Conversely: Is it better to get all the columns created at the time when a new table is created?

I'm working on a new system and new requirements are coming up all the time. The latest requirement is to add a new tag field to each customer so that it will be easier to correlate data between the old and the new system. The new system is not in production yet, but some test runs of the migration process have been done.

At the moment it is still viable to delete the table and rerun the batch load, but what about the future – when there is a lot of live data in the system and a requirement for a new column comes up: Does it have any impact on performance for example, to export the data, recreate the table with all the columns, and import the data again, over just doing an ALTER TABLE ADD column …. ?

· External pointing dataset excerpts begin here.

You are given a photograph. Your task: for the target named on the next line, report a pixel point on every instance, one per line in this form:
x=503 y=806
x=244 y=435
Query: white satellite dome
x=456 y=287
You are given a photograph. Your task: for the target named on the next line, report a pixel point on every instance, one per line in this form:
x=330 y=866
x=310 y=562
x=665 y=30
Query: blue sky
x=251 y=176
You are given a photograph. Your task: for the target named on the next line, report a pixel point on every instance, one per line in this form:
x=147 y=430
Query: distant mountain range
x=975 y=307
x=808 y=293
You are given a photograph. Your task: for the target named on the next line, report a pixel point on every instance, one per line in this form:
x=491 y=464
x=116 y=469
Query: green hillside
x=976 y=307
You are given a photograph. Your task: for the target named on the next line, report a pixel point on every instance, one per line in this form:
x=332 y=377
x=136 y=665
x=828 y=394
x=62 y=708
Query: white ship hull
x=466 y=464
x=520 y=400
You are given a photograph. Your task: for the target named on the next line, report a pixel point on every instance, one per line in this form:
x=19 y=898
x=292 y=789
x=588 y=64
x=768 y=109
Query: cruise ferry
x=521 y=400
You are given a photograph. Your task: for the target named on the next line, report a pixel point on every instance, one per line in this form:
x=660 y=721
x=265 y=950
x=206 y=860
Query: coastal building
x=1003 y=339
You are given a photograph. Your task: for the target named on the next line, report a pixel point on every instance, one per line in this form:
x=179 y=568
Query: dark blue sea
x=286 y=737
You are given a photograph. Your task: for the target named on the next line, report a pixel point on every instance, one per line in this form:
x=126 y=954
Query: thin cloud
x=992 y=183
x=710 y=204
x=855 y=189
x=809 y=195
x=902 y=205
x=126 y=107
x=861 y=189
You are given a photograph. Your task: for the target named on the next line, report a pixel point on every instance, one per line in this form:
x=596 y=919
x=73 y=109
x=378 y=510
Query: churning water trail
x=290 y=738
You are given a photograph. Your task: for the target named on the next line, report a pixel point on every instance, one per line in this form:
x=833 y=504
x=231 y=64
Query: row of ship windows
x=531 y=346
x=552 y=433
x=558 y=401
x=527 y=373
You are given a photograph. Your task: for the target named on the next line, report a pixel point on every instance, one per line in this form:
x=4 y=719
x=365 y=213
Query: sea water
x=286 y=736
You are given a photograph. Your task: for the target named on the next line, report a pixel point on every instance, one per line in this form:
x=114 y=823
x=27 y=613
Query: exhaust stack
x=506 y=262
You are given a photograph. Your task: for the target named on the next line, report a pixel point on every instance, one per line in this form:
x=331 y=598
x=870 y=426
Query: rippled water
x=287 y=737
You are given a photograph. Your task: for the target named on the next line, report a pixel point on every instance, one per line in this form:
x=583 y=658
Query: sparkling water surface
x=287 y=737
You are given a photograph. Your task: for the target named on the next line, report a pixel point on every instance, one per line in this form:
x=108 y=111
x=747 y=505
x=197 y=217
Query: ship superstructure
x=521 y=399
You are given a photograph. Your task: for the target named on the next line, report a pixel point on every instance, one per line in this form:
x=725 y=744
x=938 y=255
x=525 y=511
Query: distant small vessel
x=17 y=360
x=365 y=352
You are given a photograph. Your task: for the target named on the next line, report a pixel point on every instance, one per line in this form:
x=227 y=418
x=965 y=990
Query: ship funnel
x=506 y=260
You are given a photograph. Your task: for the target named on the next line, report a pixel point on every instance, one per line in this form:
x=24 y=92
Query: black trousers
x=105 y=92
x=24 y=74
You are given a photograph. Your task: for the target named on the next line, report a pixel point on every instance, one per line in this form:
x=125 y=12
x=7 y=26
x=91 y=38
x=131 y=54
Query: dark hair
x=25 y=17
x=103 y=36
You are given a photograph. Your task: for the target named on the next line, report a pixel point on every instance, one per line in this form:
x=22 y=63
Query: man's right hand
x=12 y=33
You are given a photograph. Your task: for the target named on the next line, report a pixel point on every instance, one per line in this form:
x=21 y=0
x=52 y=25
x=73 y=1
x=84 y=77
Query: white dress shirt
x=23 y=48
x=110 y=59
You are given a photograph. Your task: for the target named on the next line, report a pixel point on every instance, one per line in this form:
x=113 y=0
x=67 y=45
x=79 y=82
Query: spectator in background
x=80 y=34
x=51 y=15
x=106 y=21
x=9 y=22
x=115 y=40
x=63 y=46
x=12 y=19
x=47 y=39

In case it makes any difference, the solution is based on PostgreSQL 9.5, and if it does make a difference it would be interesting to know which DBMS'es care more or less.

Does whether or not an index is created on this column affect the answer? E.g when a Unique constraint is set.

Best Answer

ALTER TABLE is there for a reason. More seriously, unless you plan to have a really big data set, you shouldn't worry about adding new columns on demand. Dropping and recreating the table is only viable until you have no (important) data, meaning you have to use ALTER TABLE ... ADD COLUMN later in any case.

When I mention 'really big' above, it's about aligment and padding of the different data types used for the column definitions. For example, a row of a table with columns (in this order) (smallint, integer, smallint) will be slightly (2 bytes) wider than one with (smallint, smallint, integer). This starts to make a difference only with tables of 10s (on decent hardware maybe 100s) of million rows or when the table has many columns and a lot of rows. More about this in Erwin Brandstetter's excellent answer.

When adding a new column in pre-11 Postgres versions, beware the trap of ALTER TABLE ... ADD COLUMN ... NOT NULL DEFAULT .... As ALTER TABLE ... ADD COLUMN requires a heavy lock that prevents access to the table for concurrent sessions, you have to keep the transaction as short as possible. If you manage to do this, adding a new column will be hardly noticeable performance-wise to the other processes.